ところがレコーディングの当日、さらに問題が発生しました。その日は東京中が大渋滞。しかもスタジオは交通事情のもっとも不便な­アルファースタジオ。ユーミンが誕生した有名なスタジオです。定刻5分前、林立夫は電話で連絡をしてきました。「あと1時間半は­かかりそうだ」。当時のレコーディングは1曲に2時間しか使いません。つまり、林立夫を待っているとレコーディングが出来ません­。 そこで私と松崎は当時としては乱暴な決断をしました。ドラムレスでレコーディングをする。そう、実際にやってみると本当に乱暴で­した。いつもなら3テイクで完成するレコーディングが実に1時間半以上かかったのです。あたりまえです。悪戦苦闘してドラムレス­のテイクはなんとかできました。ところが圧巻はこれからです。なにしろドラムをあとからダビングするのですから! 責任感の強い林立夫は気にしていました。自分のせいでレコーディングの形態がかわったことを。彼はメンバーの全員に謝罪し、大急­ぎでセッティングをすませると、いつものように慎重にヘッドホーンをかぶり、準備ができたことを合図してきました。ドラムレスの­テープが回ります。「わな」は難しい曲です。特にピアノとソリになる6連音符は問題です。ところが驚いたことに彼は、私達の不安­をよそに、1テイクで完璧なプレーをしたのです。もちろん初見です。プロというものは凄いものです。レコーディングは時間内に終­了し、そしてあの緊張感に溢れたサウンドが完成しました。

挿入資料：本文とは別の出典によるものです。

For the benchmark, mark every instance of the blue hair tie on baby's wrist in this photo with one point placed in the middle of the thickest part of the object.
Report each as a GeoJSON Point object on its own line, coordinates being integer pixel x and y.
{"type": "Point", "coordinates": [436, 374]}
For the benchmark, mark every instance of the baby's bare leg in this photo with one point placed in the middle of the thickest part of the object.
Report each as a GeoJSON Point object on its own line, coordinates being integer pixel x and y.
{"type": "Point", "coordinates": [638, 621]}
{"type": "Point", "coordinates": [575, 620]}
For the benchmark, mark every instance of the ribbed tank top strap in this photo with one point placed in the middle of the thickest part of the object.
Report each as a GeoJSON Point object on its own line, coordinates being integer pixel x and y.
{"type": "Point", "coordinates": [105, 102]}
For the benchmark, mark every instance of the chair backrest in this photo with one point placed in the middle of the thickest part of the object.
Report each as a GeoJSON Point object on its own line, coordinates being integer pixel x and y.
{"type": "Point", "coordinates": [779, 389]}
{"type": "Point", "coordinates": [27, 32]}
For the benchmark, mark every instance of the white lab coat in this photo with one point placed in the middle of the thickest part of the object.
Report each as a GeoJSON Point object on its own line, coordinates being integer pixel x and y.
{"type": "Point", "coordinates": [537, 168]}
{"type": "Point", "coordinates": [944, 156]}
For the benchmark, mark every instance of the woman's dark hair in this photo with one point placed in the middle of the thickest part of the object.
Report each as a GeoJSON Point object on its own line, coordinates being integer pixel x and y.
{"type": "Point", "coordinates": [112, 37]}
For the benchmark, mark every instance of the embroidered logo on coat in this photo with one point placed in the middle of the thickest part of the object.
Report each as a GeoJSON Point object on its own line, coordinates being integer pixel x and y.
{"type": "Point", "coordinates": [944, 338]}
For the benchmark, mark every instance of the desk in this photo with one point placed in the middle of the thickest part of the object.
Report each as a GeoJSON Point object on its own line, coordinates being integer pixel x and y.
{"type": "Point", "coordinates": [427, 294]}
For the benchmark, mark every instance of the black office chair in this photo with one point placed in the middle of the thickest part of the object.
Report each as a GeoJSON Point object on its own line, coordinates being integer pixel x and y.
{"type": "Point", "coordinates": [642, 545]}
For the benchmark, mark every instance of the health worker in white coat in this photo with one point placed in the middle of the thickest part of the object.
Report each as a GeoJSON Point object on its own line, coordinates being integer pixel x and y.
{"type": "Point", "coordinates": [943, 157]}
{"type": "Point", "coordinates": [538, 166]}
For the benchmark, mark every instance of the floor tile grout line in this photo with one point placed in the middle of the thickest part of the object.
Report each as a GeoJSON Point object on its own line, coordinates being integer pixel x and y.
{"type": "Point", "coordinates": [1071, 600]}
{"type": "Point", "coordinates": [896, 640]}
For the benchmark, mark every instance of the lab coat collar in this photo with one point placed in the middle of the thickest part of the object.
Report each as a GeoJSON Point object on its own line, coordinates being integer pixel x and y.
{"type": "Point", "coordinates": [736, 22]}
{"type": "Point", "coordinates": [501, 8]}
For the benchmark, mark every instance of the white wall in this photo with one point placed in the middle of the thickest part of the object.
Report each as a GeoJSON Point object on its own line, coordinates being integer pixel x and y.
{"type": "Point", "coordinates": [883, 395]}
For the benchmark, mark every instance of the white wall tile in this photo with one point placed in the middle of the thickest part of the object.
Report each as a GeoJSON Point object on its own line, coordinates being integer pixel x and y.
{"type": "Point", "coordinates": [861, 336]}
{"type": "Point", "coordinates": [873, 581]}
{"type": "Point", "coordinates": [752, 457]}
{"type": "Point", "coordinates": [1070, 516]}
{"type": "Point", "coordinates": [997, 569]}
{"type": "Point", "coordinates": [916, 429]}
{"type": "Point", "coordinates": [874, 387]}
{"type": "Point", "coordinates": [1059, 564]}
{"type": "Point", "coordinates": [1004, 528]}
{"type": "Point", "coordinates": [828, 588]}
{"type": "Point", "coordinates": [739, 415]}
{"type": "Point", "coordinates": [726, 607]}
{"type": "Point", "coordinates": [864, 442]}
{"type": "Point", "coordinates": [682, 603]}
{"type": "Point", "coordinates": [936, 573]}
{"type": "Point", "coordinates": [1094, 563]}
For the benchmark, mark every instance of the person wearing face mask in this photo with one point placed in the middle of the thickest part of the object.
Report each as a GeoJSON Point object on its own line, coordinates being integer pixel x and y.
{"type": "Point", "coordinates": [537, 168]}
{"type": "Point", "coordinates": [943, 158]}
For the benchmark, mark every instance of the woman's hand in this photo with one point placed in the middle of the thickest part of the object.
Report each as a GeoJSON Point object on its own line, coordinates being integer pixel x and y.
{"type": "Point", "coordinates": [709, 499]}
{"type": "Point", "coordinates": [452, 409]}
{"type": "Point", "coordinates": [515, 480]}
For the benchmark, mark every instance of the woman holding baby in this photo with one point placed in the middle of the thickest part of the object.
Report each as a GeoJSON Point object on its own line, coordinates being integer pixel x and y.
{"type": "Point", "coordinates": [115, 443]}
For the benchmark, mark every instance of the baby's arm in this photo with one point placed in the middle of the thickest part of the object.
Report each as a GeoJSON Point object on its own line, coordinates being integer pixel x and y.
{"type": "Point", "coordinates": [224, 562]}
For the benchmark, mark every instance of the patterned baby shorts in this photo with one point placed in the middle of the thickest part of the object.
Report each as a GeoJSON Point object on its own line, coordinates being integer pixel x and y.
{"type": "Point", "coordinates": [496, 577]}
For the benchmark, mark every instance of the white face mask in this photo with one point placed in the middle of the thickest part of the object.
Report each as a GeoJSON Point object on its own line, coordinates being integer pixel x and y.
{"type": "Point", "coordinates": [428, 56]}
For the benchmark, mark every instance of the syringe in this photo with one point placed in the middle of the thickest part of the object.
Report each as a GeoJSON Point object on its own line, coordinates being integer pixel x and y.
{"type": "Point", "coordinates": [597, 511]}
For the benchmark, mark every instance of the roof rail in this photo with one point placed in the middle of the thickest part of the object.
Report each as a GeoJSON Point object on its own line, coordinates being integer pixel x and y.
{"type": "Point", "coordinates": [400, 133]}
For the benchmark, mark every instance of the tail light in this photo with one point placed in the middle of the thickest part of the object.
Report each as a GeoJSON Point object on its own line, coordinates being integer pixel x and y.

プロと言えば、この頃のキャンディーズはプロでした。「わな」のボーカルレコーディングで私は、3人の成長を目のあたりにしたの­です。私のアドバイスはもう必要ありません。少しさみしい気持ちにもなりましたが、初心を忘れずにトレーニングをしてくれた3人­に感謝し、また同じミュージシャンとして尊敬を感じました。